Abstract 783: Transcription Factor Tbx3 Delineates the Forming AV-bundle and Bundle Branches
Background: The mechanisms that underlie specification and formation of the atrioventricular bundle (AVB) and bundle branches (BB) are largely unknown. Tbx3 is a transcriptional repressor that is expressed in all components of the central conduction system of the heart from the earliest stages of its development onwards. Previous analysis has revealed that Tbx3 controls sinoatrial node formation and the pacemaker gene program, indicating that Tbx3 may be important in the formation of the ventricular conduction system as well.
Objective and methods: We analyzed Tbx3-deficient mice, which express the Cre gene in the Tbx3 pattern, to assess the function of Tbx3 in the developing AVB and BB. Knock-out (KO) and wild-type (WT) littermate embryos of different ages were analyzed for known and suspected target genes of Tbx3 by immunohistochemistry and in situ-hybridization.

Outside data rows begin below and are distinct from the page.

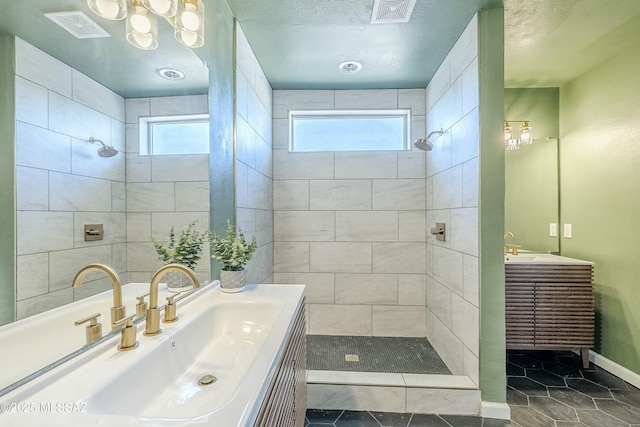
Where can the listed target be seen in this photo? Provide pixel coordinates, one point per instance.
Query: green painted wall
(7, 180)
(491, 85)
(218, 54)
(531, 173)
(600, 197)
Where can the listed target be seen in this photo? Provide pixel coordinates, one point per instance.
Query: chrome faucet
(118, 310)
(152, 326)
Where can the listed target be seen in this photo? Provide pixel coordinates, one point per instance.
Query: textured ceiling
(300, 43)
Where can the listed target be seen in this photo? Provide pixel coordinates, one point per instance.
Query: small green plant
(232, 250)
(186, 251)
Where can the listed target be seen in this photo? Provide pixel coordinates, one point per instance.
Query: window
(349, 130)
(164, 135)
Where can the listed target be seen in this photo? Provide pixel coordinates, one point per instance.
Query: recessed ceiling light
(350, 67)
(171, 74)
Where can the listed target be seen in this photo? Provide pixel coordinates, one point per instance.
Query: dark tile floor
(544, 389)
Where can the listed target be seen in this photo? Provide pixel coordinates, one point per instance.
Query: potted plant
(234, 253)
(186, 251)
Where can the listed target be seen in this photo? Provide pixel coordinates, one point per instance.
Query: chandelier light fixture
(185, 16)
(514, 138)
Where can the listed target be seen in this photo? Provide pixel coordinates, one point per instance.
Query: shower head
(424, 144)
(105, 150)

Results: KO embryos die between 12 and 15 days of gestation. We observed ventricular septal and outflow defects in nearly all KO embryos (11 of 14 analyzed). In WT embryos, expression of Cx43, ANF, Tbx18 and Tbx20 was specifically absent from the forming AVB and BB. All of these genes were ectopically expressed in the developing Cre-expressing AVB and BB of KO embryos. Also, Cx40 and Nav1.5 (SCN5a), which are suppressed by Tbx3, but are induced in the AVB and BB during development, were precociously up-regulated in KO embryos. Finally, while the forming AVB and BB show very low rates of proliferation compared to the adjacent myocardium, the proliferation rate of the AVB and BB in KOs was increased to levels comparable to the ventricular myocardium.
Discussion and conclusions: These data demonstrate that Tbx3 is required for the specification and formation of the AVB and BB, and for the organization of ventricular septal development. Tbx3 expression delineates the forming AVB and BB. It suppresses the developing working myocardial phenotype by suppression of working myocardial genes and proliferation. Doing so, Tbx3 diverts the phenotype of the cells within its expression domain towards cells of the ventricular conduction system.